Tuesday, January 12, 2021

For Next Week: Read Morales, Classical Mythology, Introduction & Chapters 1-2, and Questions Below


For next week's class, be sure to read Chapters 1-2 of
Classical Mythology: A Very Short Introduction, and answer TWO of the questions below for class. Answer each question with a few sentences or a short paragraph each. I'm more interested in how you answer these questions than in what you say. So for example, don't give me a simple yes/no answer, and don't try to figure out what the 'right' answer is. These are designed to get you thinking 'inside' the book rather than simply skimming over it. Bring these questions to class with you next week, since you'll turn them in after class. 

Q1: What does it mean to read a myth as an "emblem, rather than narrative" (9)?
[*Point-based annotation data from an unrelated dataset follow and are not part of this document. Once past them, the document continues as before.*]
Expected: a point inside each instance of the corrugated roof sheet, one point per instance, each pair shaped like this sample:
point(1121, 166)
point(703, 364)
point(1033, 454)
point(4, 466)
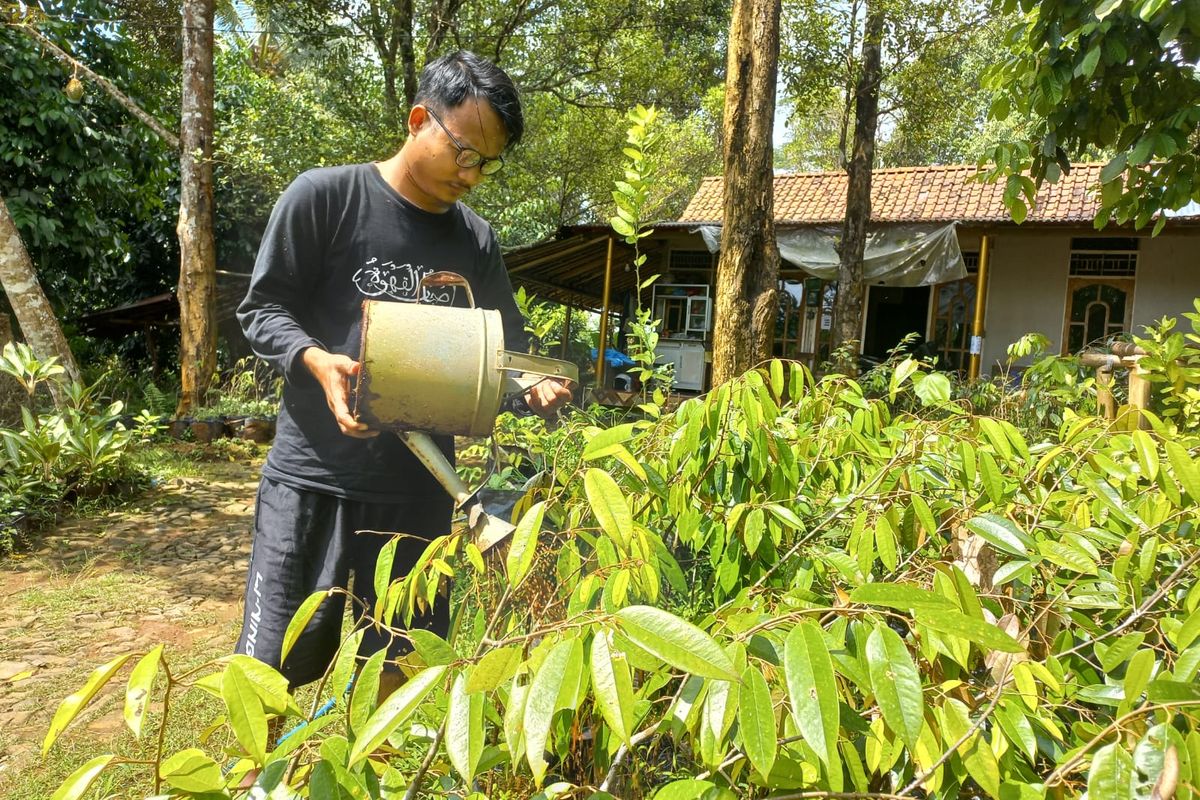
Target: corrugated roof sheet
point(912, 194)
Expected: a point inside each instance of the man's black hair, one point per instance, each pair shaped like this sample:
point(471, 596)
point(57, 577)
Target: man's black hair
point(450, 80)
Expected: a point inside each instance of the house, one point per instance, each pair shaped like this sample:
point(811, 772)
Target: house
point(927, 263)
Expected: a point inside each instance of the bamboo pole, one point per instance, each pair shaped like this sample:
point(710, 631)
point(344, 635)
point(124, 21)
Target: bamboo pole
point(567, 332)
point(981, 307)
point(604, 318)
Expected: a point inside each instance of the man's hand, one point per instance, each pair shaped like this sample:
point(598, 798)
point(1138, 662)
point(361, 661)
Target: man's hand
point(335, 372)
point(547, 395)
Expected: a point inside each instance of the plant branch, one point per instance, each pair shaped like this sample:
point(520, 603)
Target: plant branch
point(103, 83)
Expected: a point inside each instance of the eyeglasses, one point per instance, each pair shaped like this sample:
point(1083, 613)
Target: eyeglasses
point(467, 156)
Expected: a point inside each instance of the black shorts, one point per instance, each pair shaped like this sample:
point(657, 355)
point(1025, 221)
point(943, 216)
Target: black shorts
point(306, 541)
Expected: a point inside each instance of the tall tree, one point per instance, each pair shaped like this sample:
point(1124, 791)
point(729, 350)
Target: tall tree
point(748, 270)
point(851, 288)
point(1115, 77)
point(197, 271)
point(24, 290)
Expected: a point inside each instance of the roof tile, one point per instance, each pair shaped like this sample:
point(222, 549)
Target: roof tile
point(912, 194)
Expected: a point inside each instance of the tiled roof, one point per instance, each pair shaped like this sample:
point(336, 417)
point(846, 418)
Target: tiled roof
point(912, 194)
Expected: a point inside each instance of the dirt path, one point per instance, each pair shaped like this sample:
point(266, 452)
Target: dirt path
point(167, 569)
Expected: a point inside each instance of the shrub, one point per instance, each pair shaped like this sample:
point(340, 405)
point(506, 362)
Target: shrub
point(57, 457)
point(785, 585)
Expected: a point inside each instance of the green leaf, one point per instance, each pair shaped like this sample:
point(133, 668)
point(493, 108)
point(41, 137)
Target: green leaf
point(933, 389)
point(365, 697)
point(977, 631)
point(756, 720)
point(604, 441)
point(300, 621)
point(688, 788)
point(525, 543)
point(610, 506)
point(904, 596)
point(75, 703)
point(245, 713)
point(808, 669)
point(1138, 674)
point(895, 684)
point(465, 728)
point(976, 755)
point(495, 668)
point(989, 474)
point(1113, 775)
point(677, 642)
point(886, 542)
point(192, 770)
point(1171, 691)
point(1001, 533)
point(432, 648)
point(394, 711)
point(1147, 453)
point(541, 704)
point(79, 781)
point(613, 686)
point(137, 692)
point(1186, 470)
Why do some people appropriate myths more for what they embody or represent, rather than the actual stories they tell? Can you think of examples in our own culture where we do that?

Q2: Morales writes that "classical myth is often talked about as if it were a homogenous and static category. Instead, as we have seen, the ideological impact of myths changed within the classical world" (14). Why is it crucial for myths to change and become heterogenous throughout time? Why might that make them "myths"?

Q3: Discussing the frescoes in Pompeii in Chapter 2, Morales suggests that "The house makes you work hard at reading the myths and how they interrelate" (21). Why might context also change how we read a myth? Why is where a myth is located as important as what it is?

Q4: Why is the image of Prometheus in Rockerfeller Center (nicknamed "Leaping Louie") so controversial? Why did people criticize it by saying, "Pardon me, but is that meant to be permanent?" (35). What rules did it seem to break about art or mythology? Is it a legitimate criticism?